The Volkstheater in Vienna is an opulent delight, ornate and comfortable with the feel of an opera house from the glory days.
The façade is stunning, while the gold leaf and charming frescos of the auditorium might easily suggest that such a glorious venue would not be affordable by most of the folk for whom it was built. However, with a dozen or more pricing points between €5 and €50, that is far from the case.
Helpfully, for those whose German is far from fluent, productions are supported by its surtitles in English, located on high above the proscenium arch.
Polish director Barbara Wysocka relocates the action of Schiller’s drama from the 16th century reign of Spain’s King Philip II, a troubled country rife with intrigue and inquisitions, to equally turbulent modern times. Judging by the costumes, technology and background videos, we spend an evening that comes in at just under three hours watching events in Spain close to the end of Franco's long reign.
This is the setting for the master German playwright's complexly plotted tale of political and personal discontent that might be thought of as equivalent to Shakespeare meeting revenge tragedy.
At its centre is the titular figure of Don Karlos, played by the youthful-looking Lukas Watzl. The 23-year-old Prince has much in common with Hamlet and Watzl might well play that role perfectly judging by his thoughtful and moving performance in this role.
Like Shakespeare's troubled hero, Don Karlos has insuperable parental issues that threaten both his own and the country’s stability.
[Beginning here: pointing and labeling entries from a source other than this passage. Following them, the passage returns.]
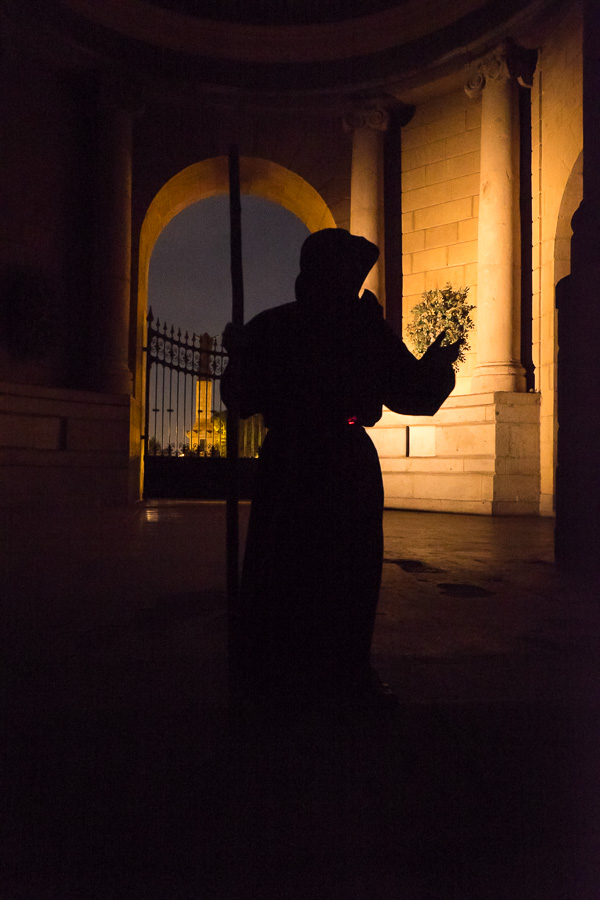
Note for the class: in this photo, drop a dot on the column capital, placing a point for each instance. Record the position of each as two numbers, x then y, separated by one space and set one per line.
371 113
508 60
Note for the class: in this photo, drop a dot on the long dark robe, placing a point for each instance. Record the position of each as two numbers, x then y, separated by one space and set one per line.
319 372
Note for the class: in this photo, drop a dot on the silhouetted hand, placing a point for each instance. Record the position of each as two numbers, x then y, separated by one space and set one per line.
233 337
370 303
441 356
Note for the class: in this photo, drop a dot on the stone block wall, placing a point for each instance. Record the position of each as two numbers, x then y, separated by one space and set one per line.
557 142
486 456
440 198
60 447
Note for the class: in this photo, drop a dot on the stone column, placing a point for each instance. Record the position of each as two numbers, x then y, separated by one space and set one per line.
578 473
368 122
498 273
111 373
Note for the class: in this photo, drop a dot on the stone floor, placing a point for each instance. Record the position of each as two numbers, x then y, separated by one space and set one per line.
122 779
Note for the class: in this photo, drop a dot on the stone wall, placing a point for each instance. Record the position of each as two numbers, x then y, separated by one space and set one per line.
60 447
440 198
557 132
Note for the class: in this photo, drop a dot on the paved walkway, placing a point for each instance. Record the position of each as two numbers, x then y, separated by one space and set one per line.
124 782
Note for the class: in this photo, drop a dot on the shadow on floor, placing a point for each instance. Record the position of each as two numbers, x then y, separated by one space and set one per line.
458 802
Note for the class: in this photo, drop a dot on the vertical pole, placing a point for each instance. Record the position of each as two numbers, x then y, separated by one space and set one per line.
237 318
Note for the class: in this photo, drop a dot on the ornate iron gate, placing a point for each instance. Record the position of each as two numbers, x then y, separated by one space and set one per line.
185 419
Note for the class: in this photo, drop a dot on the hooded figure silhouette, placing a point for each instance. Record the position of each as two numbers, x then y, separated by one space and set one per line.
319 370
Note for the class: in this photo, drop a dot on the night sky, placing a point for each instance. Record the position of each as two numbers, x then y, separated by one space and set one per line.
189 283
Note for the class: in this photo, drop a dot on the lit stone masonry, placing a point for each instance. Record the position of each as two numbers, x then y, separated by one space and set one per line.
498 275
368 122
478 454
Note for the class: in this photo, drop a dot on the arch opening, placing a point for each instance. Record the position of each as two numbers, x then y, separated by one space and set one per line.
200 181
In his case, the primary problem is that following the early death of his mother, the lad's tetchy father, Günter Franzmeier as Philip II has married a much younger beauty, Elisabeth of Valois, played by Evi Kehrstephan.
This international diplomatic match causes both political problems and personal, since young Don Karlos had been courting his new mother before her accession.
The levels of intrigue in this classic keep rising, with the secondary figures of Princess von Eboli and Marquis von Posa both getting deeply entangled.
The former is a lady who worships the young Prince but is lusted after by the King. This enables Isabella Knöll to give a superb performance, particularly when her character finds any hopes of happiness hopelessly dashed.
In the case of Sebastian Klein’s Posa, there are trickier issues at stake, since not only is he required to double-cross those putting the country in danger, it is not always clear which faction he is supporting. The Marquis also has to tread a tricky line in trying to protect both the Prince's sanity and the country's security from almost equal threats.
A Brechtian influence is apparent throughout with props kept to a minimum in fashionable style, while signage features on a revolving wall almost throughout. Although much of the staging can look stark, there is some spectacle to impress with the depiction of an auto da fé potentially the stuff of graphic nightmares.
Any visitor to Vienna is urged to take time out to visit the Volkstheater which will provide a night to remember whatever the production. Even better, anyone in the city in time to view this unusual reading of Don Karlos will have an opportunity to witness the play in its original language while enjoying a fresh modern version of a challenging but rewarding classic.